To be or not to be… part of Villanova theatre

Andrew Petsche

Villanova is currently regarded as one of the top 25 business schools in the country, houses the reigning NCAA Division I FCS and women’s track and field Champions and was recently named a “Cool School” by the Sierra Club.

In fact, there is so much to be proud of here on campus, that some of the school’s most prestigious groups of individuals are occasionally overlooked, including one graduate program that recently celebrated its 50th anniversary and has been nominated for an impressive 50 awards of excellence since 1995.

That program is, of course, Villanova Theatre, and those award nominations have resulted in six Barrymore Awards for Excellence in Theatre, the highest form of recognition a theatre department can obtain from the Theatre Alliance of Greater Philadelphia. The program also offers an undergraduate minor. 

Since its adaptation from an undergraduate club to a graduate program in 1958,Villanova Theatre has, in most years, had a four-play season. 

In the organization’s most recent era, a “Season Selection Committee” composed of the faculty and staff of the graduate program, as well as two student representatives, have worked together to decide which plays will be performed. These four plays typically include three conventional plays and one end-of-the-year musical. They are usually performed in September, November, February and March.This year, the theatre program begins its season with Richard Greenberg’s Pulitzer Prize-nominated play, “Three Days of Rain.” 

The three-actor play is as an intergenerational drama with underlying comedy. Each actor plays two characters — a young adult set in 1995 and that same young adult’s mother or father in 1960.

“It’s a really terrific play,” said Felicia Leicht, a Villanova graduate student who plays Nan, as well as Nan’s mother Lena in “Three Days of Rain.” 

“It’s very easy to relate to — it’s about family, relationships and misunderstandings, and absolutely commonplace human beings that everyone has to deal with.”

Leicht has been working with felloww actors Dan Ciba and Tim Rinehart, both of whom are Villanova graduate students, since mid-August on the play. 

Though most theatrical performances at Villanova are prefaced by six weeks of practice, “Three Days of Rain” will be presented after a short and impressive four-and-a-half weeks of preparation.
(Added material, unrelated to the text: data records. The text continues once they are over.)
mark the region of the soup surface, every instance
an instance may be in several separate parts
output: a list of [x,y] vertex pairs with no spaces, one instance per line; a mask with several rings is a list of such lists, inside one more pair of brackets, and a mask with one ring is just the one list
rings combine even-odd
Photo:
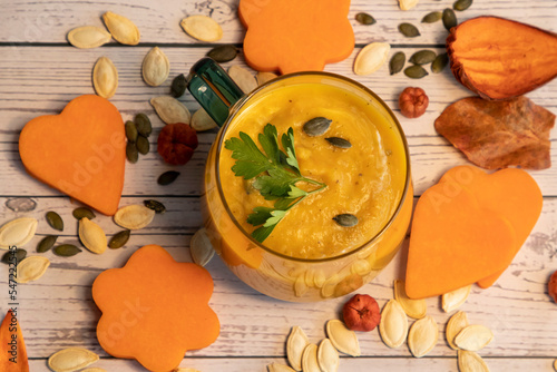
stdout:
[[[388,224],[403,194],[407,163],[397,128],[378,107],[340,87],[299,84],[258,94],[241,108],[225,139],[243,131],[260,146],[257,136],[266,124],[276,127],[278,138],[292,127],[302,176],[326,184],[291,208],[264,246],[291,257],[334,257],[365,244]],[[310,137],[303,125],[315,117],[332,123],[324,135]],[[335,147],[328,137],[344,138],[352,146]],[[273,207],[274,202],[234,175],[231,155],[221,151],[224,196],[237,222],[252,233],[255,227],[247,216],[254,207]],[[301,182],[296,187],[309,192],[316,186]],[[333,219],[340,214],[356,216],[358,224],[340,226]]]

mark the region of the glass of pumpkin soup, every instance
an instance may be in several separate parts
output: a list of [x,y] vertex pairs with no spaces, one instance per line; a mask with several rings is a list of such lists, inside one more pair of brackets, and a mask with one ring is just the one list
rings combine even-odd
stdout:
[[[202,86],[190,84],[194,96]],[[226,98],[221,86],[208,84]],[[209,112],[222,101],[201,99]],[[412,195],[408,146],[387,105],[342,76],[301,72],[231,105],[207,158],[204,224],[226,265],[256,291],[320,301],[387,266]]]

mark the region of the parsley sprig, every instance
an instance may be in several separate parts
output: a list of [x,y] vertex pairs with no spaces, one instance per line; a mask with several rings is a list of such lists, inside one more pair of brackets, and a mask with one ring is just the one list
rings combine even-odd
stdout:
[[[247,216],[247,223],[257,227],[252,236],[260,243],[271,235],[276,224],[286,215],[286,212],[302,202],[307,195],[317,193],[326,187],[325,184],[302,176],[294,148],[294,130],[282,135],[278,145],[276,127],[267,124],[263,133],[257,136],[263,151],[245,133],[240,138],[227,139],[224,147],[232,150],[232,158],[236,163],[232,170],[237,177],[252,179],[253,187],[267,200],[275,200],[274,207],[255,207]],[[313,190],[296,187],[303,182],[319,186]]]

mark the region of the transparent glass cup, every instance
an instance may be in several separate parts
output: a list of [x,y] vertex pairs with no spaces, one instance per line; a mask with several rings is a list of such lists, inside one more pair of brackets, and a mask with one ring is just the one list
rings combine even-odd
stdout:
[[[232,214],[223,193],[219,158],[226,130],[253,101],[282,87],[324,84],[365,99],[394,130],[405,159],[405,182],[392,215],[365,244],[348,253],[319,260],[290,257],[256,242]],[[276,78],[248,95],[229,79],[213,60],[198,61],[188,76],[188,89],[205,110],[222,126],[213,144],[204,178],[202,213],[204,225],[216,253],[229,270],[254,290],[268,296],[311,302],[353,292],[373,280],[399,251],[412,213],[413,189],[408,144],[400,124],[389,107],[367,87],[329,72],[300,72]]]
Students can see the play beginning on Sept. 21. The play will run in the 180-seat Vasey Theatre through Sunday, Oct. 3, every day of the week except Mondays. Tickets for students are only $8, and for preview night on Sept. 21, tickets are free of charge.

Students who want to get more involved in the theatre program are in luck. 

“Yes, we are a graduate program, but we’re accessible to anyone who’s interested in theatre,” says Amanda Curry, the public relations and marketing assistant of the organization. 

Villanova Theatre holds open auditions for all plays, and students of any age can try out. 

Although “Three Days of Rain” had only three spots available for performers, the spring musical frequently needs upwards of 30 actors and actresses to complete the cast. 

The theatre program also offers work-study opportunities for students, which involve working on the technological aspects of the theatre.

Rev. David Cregan, O.S.A., a former professional actor and current director of “Three Days of Rain,” said he thinks students should get involved with the arts in college.

 “Oftentimes college is oriented toward getting a job,” Cregan said. “These are actually precious years where you have more time in your schedule to expand your horizons. If you can begin to develop an appreciation for the arts and for culture at this time in your life, it can be a practice that actually helps to inspire you throughout your career and elevate your humanity beyond just being a worker.”